Correlation Between FirstEnergy and Xcel Energy
Can any of the company-specific risk be diversified away by investing in both FirstEnergy and Xcel Energy at the same time? Although using a correlation coefficient on its own may not help to predict future stock returns, this module helps to understand the diversifiable risk of combining FirstEnergy and Xcel Energy into the same portfolio, which is an essential part of the fundamental portfolio management process.
By analyzing existing cross correlation between FirstEnergy and Xcel Energy, you can compare the effects of market volatilities on FirstEnergy and Xcel Energy and check how they will diversify away market risk if combined in the same portfolio for a given time horizon.

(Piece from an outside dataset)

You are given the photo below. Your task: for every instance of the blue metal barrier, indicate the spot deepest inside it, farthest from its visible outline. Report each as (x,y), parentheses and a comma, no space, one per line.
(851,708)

You can also utilize pair trading strategies of matching a long position in FirstEnergy with a short position of Xcel Energy. Check out your portfolio center. Please also check ongoing floating volatility patterns of FirstEnergy and Xcel Energy.
Diversification Opportunities for FirstEnergy and Xcel Energy
0.54 | Correlation Coefficient |
Very weak diversification
The 3 months correlation between FirstEnergy and Xcel is 0.54. Overlapping area represents the amount of risk that can be diversified away by holding FirstEnergy and Xcel Energy in the same portfolio, assuming nothing else is changed. The correlation between historical prices or returns on Xcel Energy and FirstEnergy is a relative statistical measure of the degree to which these equity instruments tend to move together. The correlation coefficient measures the extent to which returns on FirstEnergy are associated (or correlated) with Xcel Energy. Values of the correlation coefficient range from -1 to +1, where. The correlation of zero (0) is possible when the price movement of Xcel Energy has no effect on the direction of FirstEnergy i.e., FirstEnergy and Xcel Energy go up and down completely randomly.

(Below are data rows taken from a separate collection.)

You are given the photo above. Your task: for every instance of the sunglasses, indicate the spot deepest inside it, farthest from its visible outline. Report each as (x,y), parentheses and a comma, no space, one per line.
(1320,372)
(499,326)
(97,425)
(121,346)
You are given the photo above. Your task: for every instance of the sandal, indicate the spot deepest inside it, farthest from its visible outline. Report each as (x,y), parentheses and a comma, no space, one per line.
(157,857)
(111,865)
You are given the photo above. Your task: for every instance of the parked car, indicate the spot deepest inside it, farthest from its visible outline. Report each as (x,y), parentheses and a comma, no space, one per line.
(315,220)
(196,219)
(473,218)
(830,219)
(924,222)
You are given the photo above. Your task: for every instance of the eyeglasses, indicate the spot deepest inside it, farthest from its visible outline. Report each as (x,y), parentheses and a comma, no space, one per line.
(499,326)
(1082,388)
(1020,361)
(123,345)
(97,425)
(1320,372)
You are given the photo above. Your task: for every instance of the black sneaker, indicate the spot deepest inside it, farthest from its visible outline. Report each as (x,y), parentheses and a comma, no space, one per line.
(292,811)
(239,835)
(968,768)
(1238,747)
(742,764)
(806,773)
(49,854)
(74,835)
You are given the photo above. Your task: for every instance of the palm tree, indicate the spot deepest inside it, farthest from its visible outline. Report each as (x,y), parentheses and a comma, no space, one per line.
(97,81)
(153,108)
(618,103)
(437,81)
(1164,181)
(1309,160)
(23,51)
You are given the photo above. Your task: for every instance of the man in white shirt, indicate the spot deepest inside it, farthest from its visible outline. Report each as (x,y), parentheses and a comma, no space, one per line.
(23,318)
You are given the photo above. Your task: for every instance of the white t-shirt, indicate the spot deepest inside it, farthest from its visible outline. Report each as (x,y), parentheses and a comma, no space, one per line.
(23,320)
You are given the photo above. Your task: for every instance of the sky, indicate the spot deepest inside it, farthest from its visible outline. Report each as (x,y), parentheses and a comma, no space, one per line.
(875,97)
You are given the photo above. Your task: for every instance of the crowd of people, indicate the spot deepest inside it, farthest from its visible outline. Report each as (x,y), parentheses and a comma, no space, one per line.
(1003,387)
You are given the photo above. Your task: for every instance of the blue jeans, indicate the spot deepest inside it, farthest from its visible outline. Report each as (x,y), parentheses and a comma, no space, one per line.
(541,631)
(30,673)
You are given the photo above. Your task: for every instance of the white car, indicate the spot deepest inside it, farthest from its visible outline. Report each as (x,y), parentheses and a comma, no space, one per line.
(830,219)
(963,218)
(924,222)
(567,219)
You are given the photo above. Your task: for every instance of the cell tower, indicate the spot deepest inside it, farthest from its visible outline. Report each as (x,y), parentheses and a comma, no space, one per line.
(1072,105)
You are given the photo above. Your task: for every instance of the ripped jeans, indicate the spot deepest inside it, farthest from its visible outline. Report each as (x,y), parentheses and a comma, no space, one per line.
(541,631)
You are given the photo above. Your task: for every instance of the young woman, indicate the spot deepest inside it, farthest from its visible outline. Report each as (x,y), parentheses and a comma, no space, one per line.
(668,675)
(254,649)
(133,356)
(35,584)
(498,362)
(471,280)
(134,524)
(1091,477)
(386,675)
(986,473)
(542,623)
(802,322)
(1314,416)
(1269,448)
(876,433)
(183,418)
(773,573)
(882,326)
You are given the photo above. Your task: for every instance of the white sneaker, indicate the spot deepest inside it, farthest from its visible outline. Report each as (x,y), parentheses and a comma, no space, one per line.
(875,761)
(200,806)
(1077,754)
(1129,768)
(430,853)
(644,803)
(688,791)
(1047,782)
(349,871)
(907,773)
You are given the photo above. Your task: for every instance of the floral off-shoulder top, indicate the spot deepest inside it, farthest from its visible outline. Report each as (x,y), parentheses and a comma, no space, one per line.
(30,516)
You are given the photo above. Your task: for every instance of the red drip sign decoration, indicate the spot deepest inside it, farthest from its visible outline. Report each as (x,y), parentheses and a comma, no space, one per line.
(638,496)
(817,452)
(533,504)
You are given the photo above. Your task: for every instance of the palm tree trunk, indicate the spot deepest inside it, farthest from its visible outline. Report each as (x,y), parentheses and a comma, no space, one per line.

Pair Corralation between FirstEnergy and Xcel Energy
Allowing for the 90-day total investment horizon FirstEnergy is expected to generate 0.91 times more return on investment than Xcel Energy. However, FirstEnergy is 1.1 times less risky than Xcel Energy. It trades about 0.04 of its potential returns per unit of risk. Xcel Energy is currently generating about 0.02 per unit of risk. If you would invest 3,480 in FirstEnergy on February 11, 2025 and sell it today you would earn a total of 692.00 from holding FirstEnergy or generate 19.89% return on investment over 90 days.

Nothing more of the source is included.